Publik dikejutkan dengan langkah Polda Jawa Barat yang memamerkan sejumlah buku sebagai barang bukti dalam kasus kericuhan aksi demonstrasi di Bandung. Dalam konferensi pers di Mapolda Jabar, Selasa (16/9/2025), polisi menyebut beberapa buku yang disita memuat teori anarkisme dan diduga menjadi referensi literasi bagi massa aksi anarkistis di Gedung DPRD Jawa Barat.

Fenomena ini menuai kritik dari pakar hukum Universitas Muhammadiyah Surabaya (UMSurabaya), Satria Unggul Wicaksana. Ia menilai praktik sweeping buku oleh aparat merupakan langkah mundur yang mengingatkan pada praktik otoriter masa lalu.

“Fenomena sweeping buku ini bukan hal baru.
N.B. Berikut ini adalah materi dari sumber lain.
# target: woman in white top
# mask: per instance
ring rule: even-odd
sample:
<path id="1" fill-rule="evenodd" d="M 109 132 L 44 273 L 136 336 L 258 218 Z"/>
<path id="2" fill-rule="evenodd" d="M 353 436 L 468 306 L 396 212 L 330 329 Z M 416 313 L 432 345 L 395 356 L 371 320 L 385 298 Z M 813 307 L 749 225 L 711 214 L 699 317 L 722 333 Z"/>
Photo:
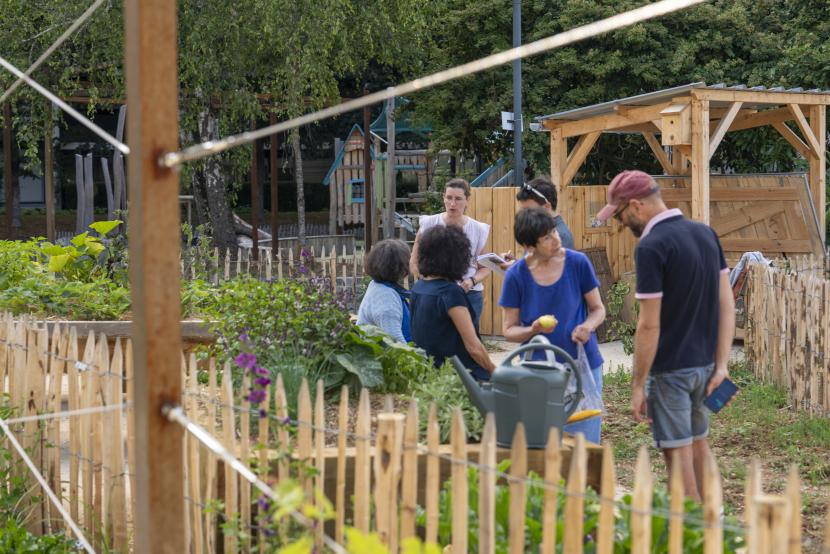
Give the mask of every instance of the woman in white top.
<path id="1" fill-rule="evenodd" d="M 451 225 L 460 228 L 470 239 L 470 265 L 464 277 L 458 284 L 467 293 L 467 300 L 473 309 L 473 325 L 478 332 L 478 322 L 481 310 L 484 308 L 484 284 L 482 281 L 490 275 L 490 270 L 478 264 L 477 258 L 484 252 L 490 226 L 486 223 L 464 215 L 470 201 L 470 184 L 464 179 L 451 179 L 444 187 L 445 211 L 435 215 L 421 216 L 412 256 L 409 259 L 409 270 L 418 275 L 418 240 L 421 234 L 436 225 Z"/>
Pada masa lalu, militer juga melakukan hal serupa terhadap buku-buku yang dianggap berhaluan kiri dengan dalih mengajarkan Marxisme atau Leninisme. Kini, polisi melanjutkan pola itu. Ini langkah yang memalukan, kalau bisa dibilang konyol,” ujar Satria Jumat (19/9/25)

Menurutnya, buku apapun isinya, baik kiri, kanan, ekstrem maupun moderat tetaplah sumber ilmu pengetahuan. Justru, membaca dan mendiskusikan buku adalah tanda bahwa peradaban masyarakat tumbuh.

“Mahasiswa, pelajar, atau masyarakat yang membaca buku lalu menjadi kritis hingga berani berdiskusi atau melakukan demonstrasi, itu seharusnya dirayakan sebagai tanda sehatnya demokrasi. Bukan justru ditakuti lalu dipidanakan,” tegasnya.

Satria mempertanyakan dasar hukum aparat menjadikan buku sebagai barang bukti pidana. Ia mengingatkan, tanpa kajian serius dan objektif, langkah itu justru dapat dikategorikan sebagai penyalahgunaan kewenangan.

“Apakah aparat betul-betul membaca dan memahami isi buku dari awal hingga akhir, atau sekadar menjadikan sampul dan judul sebagai simbol untuk menakut-nakuti? Kalau seperti itu, ini bukan penegakan hukum, tapi kriminalisasi pengetahuan,” tambahnya.

Ia juga menyinggung kekhawatiran yang kerap disuarakan Kaukus Indonesia untuk Kebebasan Akademik (KIKA) mengenai kembalinya praktik gaya Orde Baru, di mana kebebasan akademik dibungkam melalui pelarangan buku dan pembatasan diskursus kritis.

“Kebebasan akademik harus dijaga. Buku tidak bisa dijadikan alat bukti untuk memidanakan seseorang hanya karena bacaan mereka membuatnya kritis. Kalau praktik sweeping ini dibiarkan, kita berisiko mengulang normalisasi gaya lama seperti era NKK/BKK di masa Orde Baru,” ujarnya.

Dekan Fakultas Hukum tersebut menegaskan, aparat keamanan seharusnya mengembalikan ruang kebebasan akademik, bukan justru mempersempitnya dengan sikap anti-ilmu pengetahuan.